However, different ICUs may routinely collect different disease severity measures (DSMs). When there is not a single, common score measured across centers, adjustment for confounding may not be straightforward. This applies to observational multicenter studies, cluster-randomized trials, and individual participant data meta-analyses (5–7). Although numerous studies have evaluated the prognostic performance of different DSMs across various settings (8–10), the aim of the current study was to compare different methods to adjust for confounding by disease severity in multicenter ICU studies when different measures are available from different centers, and to assess how the performance of these methods depends on the availability of these measures across centers.

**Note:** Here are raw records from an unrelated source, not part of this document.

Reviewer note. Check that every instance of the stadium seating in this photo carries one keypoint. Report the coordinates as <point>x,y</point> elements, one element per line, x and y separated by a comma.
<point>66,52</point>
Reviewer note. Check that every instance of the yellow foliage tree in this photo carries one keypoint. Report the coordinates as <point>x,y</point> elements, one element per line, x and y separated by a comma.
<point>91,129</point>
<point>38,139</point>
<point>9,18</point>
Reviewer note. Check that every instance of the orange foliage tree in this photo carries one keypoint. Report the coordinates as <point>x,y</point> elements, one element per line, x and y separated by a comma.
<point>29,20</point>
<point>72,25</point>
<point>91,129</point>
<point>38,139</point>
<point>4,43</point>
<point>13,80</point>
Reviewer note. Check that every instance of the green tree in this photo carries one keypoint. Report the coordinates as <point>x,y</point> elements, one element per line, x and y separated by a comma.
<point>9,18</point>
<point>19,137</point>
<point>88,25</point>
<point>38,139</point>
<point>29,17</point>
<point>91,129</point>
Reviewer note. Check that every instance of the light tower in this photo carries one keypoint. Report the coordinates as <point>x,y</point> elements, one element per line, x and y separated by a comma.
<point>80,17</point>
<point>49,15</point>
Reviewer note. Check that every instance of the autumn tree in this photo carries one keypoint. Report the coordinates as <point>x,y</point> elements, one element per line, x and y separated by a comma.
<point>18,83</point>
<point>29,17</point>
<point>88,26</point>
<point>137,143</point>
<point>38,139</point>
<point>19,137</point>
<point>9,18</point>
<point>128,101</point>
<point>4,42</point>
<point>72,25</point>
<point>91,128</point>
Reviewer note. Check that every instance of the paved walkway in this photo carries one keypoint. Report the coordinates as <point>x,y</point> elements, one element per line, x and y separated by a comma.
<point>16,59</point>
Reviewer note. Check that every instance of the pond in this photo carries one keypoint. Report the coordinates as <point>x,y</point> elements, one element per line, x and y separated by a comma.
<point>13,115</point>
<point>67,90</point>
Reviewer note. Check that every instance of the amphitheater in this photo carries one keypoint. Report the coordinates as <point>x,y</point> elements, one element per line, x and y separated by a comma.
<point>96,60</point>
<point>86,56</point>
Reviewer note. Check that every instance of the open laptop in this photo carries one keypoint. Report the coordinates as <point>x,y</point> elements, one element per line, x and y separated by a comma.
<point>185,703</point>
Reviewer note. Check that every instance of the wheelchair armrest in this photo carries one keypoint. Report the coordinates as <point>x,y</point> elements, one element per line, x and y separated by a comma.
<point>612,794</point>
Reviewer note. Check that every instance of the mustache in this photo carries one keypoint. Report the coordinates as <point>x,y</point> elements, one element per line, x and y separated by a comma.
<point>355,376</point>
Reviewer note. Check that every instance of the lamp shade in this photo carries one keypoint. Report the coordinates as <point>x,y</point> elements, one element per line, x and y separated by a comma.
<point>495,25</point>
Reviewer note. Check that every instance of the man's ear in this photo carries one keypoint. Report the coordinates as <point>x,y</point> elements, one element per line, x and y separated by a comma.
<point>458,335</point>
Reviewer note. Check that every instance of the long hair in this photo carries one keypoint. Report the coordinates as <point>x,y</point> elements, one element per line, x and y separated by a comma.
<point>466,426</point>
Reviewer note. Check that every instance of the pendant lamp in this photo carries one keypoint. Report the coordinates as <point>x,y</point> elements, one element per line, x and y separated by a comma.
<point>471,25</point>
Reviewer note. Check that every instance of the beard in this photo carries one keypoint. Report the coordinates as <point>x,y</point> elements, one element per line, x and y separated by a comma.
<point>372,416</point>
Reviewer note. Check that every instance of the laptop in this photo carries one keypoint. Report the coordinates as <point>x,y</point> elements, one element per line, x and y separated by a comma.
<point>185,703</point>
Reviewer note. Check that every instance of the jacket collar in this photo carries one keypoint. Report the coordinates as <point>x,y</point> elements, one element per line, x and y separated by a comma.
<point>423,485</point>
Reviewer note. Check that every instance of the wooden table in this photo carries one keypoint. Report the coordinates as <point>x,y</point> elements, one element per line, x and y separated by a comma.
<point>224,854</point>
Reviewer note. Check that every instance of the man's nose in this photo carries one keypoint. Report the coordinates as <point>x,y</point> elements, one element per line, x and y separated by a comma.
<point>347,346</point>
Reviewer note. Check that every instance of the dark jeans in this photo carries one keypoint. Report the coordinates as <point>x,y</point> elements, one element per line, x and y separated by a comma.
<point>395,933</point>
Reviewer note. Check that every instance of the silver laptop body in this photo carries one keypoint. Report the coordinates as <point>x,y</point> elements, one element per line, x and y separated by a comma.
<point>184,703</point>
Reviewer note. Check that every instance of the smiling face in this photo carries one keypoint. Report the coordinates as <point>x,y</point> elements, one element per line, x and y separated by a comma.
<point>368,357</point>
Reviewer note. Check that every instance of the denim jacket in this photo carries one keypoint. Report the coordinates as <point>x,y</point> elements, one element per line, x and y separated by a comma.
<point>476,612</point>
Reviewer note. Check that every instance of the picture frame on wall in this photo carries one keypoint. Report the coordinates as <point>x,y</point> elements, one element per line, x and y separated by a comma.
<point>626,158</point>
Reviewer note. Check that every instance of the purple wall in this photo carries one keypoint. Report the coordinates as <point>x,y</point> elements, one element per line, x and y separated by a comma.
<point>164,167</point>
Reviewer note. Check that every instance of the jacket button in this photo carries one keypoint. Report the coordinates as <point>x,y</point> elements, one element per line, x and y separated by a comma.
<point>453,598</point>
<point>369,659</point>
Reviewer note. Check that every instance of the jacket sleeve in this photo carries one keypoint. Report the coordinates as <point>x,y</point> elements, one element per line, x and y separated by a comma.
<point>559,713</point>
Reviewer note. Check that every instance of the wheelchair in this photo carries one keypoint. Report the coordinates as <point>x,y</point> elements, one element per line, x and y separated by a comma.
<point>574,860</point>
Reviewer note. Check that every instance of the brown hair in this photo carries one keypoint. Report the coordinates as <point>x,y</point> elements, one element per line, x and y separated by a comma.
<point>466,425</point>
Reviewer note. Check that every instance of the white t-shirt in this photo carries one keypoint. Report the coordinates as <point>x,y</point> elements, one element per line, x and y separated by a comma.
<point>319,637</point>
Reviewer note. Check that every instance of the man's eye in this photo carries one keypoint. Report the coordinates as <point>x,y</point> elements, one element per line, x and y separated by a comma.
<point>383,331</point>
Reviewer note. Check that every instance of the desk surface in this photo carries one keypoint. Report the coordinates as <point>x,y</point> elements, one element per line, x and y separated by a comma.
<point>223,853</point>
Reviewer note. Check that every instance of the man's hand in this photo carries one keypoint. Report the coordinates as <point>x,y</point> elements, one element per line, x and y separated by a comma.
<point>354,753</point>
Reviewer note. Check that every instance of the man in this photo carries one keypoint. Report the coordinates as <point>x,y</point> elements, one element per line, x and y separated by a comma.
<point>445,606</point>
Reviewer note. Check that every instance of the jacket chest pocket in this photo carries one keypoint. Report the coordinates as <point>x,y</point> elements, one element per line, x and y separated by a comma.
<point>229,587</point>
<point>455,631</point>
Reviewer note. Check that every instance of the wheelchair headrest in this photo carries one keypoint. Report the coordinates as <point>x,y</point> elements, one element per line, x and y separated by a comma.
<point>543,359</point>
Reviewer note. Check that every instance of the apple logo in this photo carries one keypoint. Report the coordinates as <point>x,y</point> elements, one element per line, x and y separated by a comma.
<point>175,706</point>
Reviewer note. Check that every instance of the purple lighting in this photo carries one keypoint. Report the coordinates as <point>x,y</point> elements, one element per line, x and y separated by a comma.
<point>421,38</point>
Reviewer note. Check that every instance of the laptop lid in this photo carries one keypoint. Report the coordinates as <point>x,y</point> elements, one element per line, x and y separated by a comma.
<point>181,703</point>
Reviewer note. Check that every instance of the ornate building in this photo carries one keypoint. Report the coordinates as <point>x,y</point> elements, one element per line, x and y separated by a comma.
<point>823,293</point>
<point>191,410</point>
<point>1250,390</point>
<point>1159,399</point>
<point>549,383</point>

A simulation study was performed using data from the Dutch “National Intensive Care Evaluation (NICE)” registry (11). This database holds information on APACHE II, APACHE IV, and SAPS II scores and their predicted mortalities as well as observed in-hospital mortality status for all admissions in all ICUs in the Netherlands (see Data section). To mimic an observational study with confounding, where sicker patients are more likely to receive the treatment under study, a fictitious treatment was assigned to half of the patients in each center. Treatment was assigned conditional only on the APACHE IV predicted mortality. In doing so, treatment status is independent of the outcome when correcting for the APACHE IV predicted mortality, and therefore the corrected odds ratio (OR) of treatment on in-hospital mortality is 1.
Thereby, the treatment was noneffective and any deviation from the OR of 1.0 was caused by bias due to incomplete confounding adjustment (see Simulating Treatment section). Subsequently, multiple scenarios were evaluated, in which the hypothetical availability of DSMs differed across centers depending on patient- and center-level characteristics (see Scenarios section). Within each scenario, several methods to adjust for confounding (see Confounding Adjustment Methods section) were applied to estimate the association of the simulated treatment with the outcome, adjusted for the available DSMs. Confounding adjustment by APACHE IV score in all centers was chosen as the reference method (scenario 0) to which other combinations of methods and scenarios were compared, because we assume that these scores are much more frequently available to clinical studies than the APACHE IV predicted mortalities (these predictions derive from complex calculations based on many separate variables) (12, 13). Thereby, we aim to identify “best-case” methods, which are also applicable to practice. To account for simulation error, each scenario was repeated 1,000 times on a different bootstrap sample from the original data, results were averaged and methods compared in terms of bias in the estimated treatment effect and the coverage of its 95% CI (see Performance Measures section). Simulations were performed using R (Version 3.2.2; R Foundation for Statistical Computing, Vienna, Austria; https://www.R-project.org/). The NICE registry is registered according to the General Data Protection Regulation. The medical ethics committee of the Amsterdam UMC stated that medical ethics approval for this study was not required under Dutch national law (registration number W18_179).
The NICE registry contains information of more than 80,000 ICU admissions per year from all 84 Dutch ICU centers (11, 14). To obtain a generalizable selection of hospitals with differences in level of care, volume, and case-mix, 10 university/teaching centers (“teaching”) and 10 peripheral (“nonteaching”) centers were chosen randomly. Herein, all unique hospital admissions admitted to the ICU between January 1, 2011, and January 1, 2016, were extracted. Subsequently, patients younger than 18 years, admissions with ICU length of stay less than 24 hours, planned admissions for chronic respiratory disease, and records with missing information on disease severity were excluded (n = 318). These criteria were chosen to mimic a possible cohort of a medical intervention study in the ICU, and therefore do not correspond to the patient selection criteria for which the models were developed.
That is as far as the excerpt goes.